Methods: This is a multicenter retrospective chart review study of pre-existing medical records of patients ≥18 years old with PNH who were treated with eculizumab between 01 January 2008 and 31 January 2016. Anonymized data from eligible patients were recorded by sites onto an electronic case report form (eCRF) and collected into an electronic data capture (EDC) system. The primary objective of the study was to assess the lactate dehydrogenase (LDH) concentration over time in eculizumab-treated patients with PNH, including during clinical events and after discontinuation of therapy. Secondary objectives included assessment of coexisting disease, vital signs, laboratory results, and clinical findings.

Subjects' LDH time profiles and mean change from baseline of LDH in the maintenance phase were assessed. Maintenance phase was defined as the time period from the first of every 2 weeks (Q2W) eculizumab dose to the data cutoff date, or from the first Q2W eculizumab dose date to the last Q2W dose date for patients who discontinued prior to data cutoff. Baseline of the maintenance phase was defined as the last non-missing assessment taken prior to or on the same day of the first Q2W eculizumab dose. The inter- and intra-subject coefficient of variation (CV) of the 12-week area under effective curve (AUEC) of LDH was based on patients who had at least 2 LDH measurements during the maintenance treatment phase within 12 weeks of each other.

Results: The medical records of 47 patients with PNH who were treated with eculizumab during the study period were reviewed; of these, 27 (57.4%) were female. At the time of the diagnosis, the mean age of all patients was 35.0 years and LDH values were reported for 5 of the 47 patients, 3 of which were ≥1.5 times the upper limit of normal.

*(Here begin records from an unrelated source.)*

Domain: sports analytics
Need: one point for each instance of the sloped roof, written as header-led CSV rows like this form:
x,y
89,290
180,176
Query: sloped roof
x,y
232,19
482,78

LDH values for most subjects during the study were within the expected ranges for the PNH population with stabilized hemoglobin levels on eculizumab. The mean change from baseline of LDH in the maintenance phase showed a decrease or no change for most time points. For the 26 patients who had ≥2 LDH measurements that were ≤ 12 weeks of each other, inter- and intra-subject CVs for the 12-week AUEC of LDH were 74.70% (95% confidence interval [CI] of 58.23%, 88.15%) and 34.05% (95% CI of 30.65%, 38.34%), respectively.

The most commonly reported disease-related symptoms were hemoglobinuria (25 patients [53.2%]), abdominal pain (14 patients [29.8%]), thrombosis (11 patients [23.4%]), and infection (8 patients [17.0%]). Disease-related symptoms listed as 'Other' were reported in 14 (29.8%) patients and included dyspnea, fatigue, exertional dyspnea, aplastic anemia, kidney failure, and dysphagia.

All reported concurrent medical conditions and symptoms have been previously well-documented in PNH patients. Ninety-two transfusions were administered to 15 (31.91%) patients within 6 weeks of the first eculizumab dose. Vital signs data did not demonstrate any clinically significant findings.

Conclusions: The LDH levels for the majority of PNH patients with stabilized hemoglobin levels on eculizumab were well controlled and within the expected range; the inter- and intra-subject variability of 12-week AUEC of LDH were 74.70% and 34.05%, respectively. There were no unexpected or remarkable findings with respect to disease-related symptoms, vital signs, clinical findings, or laboratory data.